Mung Bean Soup Recipe : Step By Step Guide

Mung Bean Soup is a humble yet flavorful dish that has been enjoyed for centuries across various cultures, particularly in South Asia, East Asia, and parts of the Middle East. Known for its simplicity, nutritional benefits, and versatility, this soup has found its way into many kitchens around the world, whether as a light meal or a hearty, comforting bowl during colder months.

Packed with plant-based protein, fiber, and essential vitamins and minerals, mung beans are small, green legumes that offer a nutty flavor and tender texture once cooked. The soup itself is often simmered with aromatic spices, vegetables, and a splash of tanginess, creating a perfect balance of flavors. Whether you’re a seasoned cook or a beginner in the kitchen, this dish can easily be tailored to your tastes. It’s not just filling but nourishing, making it a go-to choice for anyone looking to enjoy a wholesome, satisfying meal.

So, let’s dive in and explore this delicious, nutrient-packed dish, starting with a simple yet authentic Mung Bean Soup recipe.

Mung Bean Soup Recipe

Ingredients Needed

Before you begin, gather these ingredients for a base that’s bursting with flavor, health benefits, and comfort.

  • Mung Beans (1 cup): The star of the dish.
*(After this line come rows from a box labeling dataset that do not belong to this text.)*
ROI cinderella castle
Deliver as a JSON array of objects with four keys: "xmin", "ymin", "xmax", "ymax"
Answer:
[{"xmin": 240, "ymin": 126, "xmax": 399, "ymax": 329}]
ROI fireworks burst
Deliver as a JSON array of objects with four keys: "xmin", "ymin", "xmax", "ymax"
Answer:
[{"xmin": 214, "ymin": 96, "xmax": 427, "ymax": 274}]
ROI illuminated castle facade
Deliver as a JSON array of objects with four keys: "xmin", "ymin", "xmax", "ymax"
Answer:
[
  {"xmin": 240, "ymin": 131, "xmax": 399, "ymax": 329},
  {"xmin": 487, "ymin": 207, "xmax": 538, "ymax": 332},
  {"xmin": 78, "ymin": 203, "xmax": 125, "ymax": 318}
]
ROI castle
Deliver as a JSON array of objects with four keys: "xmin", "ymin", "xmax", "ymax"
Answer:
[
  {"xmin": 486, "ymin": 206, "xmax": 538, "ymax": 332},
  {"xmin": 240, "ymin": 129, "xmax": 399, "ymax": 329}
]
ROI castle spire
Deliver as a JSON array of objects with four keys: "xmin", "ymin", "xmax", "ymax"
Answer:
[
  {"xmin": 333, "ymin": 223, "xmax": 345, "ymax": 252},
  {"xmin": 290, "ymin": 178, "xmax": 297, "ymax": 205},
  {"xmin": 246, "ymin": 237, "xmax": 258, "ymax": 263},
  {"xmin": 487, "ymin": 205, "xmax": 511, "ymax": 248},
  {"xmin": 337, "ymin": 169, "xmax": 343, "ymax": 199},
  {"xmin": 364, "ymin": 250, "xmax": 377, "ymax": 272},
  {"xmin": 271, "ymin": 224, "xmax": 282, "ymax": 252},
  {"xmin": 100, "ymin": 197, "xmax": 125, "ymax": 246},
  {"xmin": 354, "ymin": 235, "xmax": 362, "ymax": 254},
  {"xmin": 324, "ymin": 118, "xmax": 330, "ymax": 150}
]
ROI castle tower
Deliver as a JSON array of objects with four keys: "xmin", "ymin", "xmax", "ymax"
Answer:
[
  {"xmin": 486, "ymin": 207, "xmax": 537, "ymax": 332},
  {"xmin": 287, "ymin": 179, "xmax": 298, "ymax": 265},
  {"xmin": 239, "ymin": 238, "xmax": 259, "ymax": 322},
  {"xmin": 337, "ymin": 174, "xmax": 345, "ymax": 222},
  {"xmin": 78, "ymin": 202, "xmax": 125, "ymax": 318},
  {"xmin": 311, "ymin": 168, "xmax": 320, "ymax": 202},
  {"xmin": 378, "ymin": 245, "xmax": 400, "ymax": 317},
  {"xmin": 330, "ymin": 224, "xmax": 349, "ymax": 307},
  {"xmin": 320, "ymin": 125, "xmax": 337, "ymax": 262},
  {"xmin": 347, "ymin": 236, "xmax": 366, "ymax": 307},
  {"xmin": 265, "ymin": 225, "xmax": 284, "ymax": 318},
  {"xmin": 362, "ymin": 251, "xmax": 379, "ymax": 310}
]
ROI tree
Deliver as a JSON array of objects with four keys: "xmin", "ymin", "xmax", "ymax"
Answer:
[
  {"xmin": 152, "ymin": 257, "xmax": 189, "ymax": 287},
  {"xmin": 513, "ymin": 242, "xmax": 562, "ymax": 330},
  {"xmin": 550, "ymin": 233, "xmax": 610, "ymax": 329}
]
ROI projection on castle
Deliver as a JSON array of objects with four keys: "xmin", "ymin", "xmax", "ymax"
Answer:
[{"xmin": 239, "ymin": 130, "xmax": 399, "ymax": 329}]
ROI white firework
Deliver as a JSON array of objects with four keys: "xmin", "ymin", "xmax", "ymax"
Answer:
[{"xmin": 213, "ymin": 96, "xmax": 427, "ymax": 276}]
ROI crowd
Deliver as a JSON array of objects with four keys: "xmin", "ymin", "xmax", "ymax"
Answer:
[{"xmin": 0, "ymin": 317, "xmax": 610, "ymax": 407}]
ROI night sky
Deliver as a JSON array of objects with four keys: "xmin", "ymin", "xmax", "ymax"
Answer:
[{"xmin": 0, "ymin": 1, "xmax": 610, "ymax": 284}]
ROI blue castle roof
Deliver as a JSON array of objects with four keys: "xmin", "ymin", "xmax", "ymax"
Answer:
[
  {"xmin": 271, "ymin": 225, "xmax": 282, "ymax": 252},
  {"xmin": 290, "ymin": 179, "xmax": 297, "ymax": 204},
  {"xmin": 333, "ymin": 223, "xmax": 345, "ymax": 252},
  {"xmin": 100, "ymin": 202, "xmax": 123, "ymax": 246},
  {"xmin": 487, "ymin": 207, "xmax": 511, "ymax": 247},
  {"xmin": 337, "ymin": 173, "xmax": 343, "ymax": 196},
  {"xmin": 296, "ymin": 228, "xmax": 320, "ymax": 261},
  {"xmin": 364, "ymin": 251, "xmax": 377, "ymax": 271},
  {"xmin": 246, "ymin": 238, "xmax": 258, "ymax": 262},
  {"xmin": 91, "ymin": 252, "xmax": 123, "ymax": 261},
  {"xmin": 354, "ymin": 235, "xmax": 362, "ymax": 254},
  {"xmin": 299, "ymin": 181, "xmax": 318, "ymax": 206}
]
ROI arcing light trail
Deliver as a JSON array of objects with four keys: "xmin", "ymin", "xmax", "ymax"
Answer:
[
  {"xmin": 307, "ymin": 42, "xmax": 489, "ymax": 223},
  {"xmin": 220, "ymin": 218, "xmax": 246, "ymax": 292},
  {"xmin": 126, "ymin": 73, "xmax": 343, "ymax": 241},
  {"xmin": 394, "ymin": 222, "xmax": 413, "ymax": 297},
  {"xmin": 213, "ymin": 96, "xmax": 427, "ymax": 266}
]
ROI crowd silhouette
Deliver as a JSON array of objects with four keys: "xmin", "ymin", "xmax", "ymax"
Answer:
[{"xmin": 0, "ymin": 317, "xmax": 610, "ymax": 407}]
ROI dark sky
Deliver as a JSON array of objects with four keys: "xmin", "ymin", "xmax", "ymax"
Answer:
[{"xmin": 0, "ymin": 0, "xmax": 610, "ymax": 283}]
These small, round green beans are rich in protein and fiber, perfect for keeping you feeling full and satisfied.
  • Water (6 cups): For cooking the beans and creating a brothy base for the soup.
  • Onion (1 medium): A chopped onion adds a sweet and savory depth of flavor to the soup.
  • Garlic (3-4 cloves): Garlic brings a rich, aromatic kick to the dish, balancing the earthiness of the beans.
  • Ginger (1-inch piece): Fresh ginger adds a zesty warmth that enhances the soup’s complexity.
  • Tomatoes (2 medium, chopped): Tomatoes contribute a slightly tangy note that lightens the richness of the mung beans.
  • Spices

    • Turmeric (1/2 tsp): A key ingredient that not only gives the soup a vibrant yellow color but also adds its distinct earthy flavor.
    • Cumin (1 tsp): Cumin provides a warm, slightly nutty undertone to the soup.
    • Coriander powder (1 tsp): This spice offers a fresh, citrusy flavor to balance out the richness of the beans.
    • Chili powder (1/2 tsp, optional): For those who enjoy a little heat, this is a great way to add some spice.
    • Salt (to taste): Essential to bring all the flavors together.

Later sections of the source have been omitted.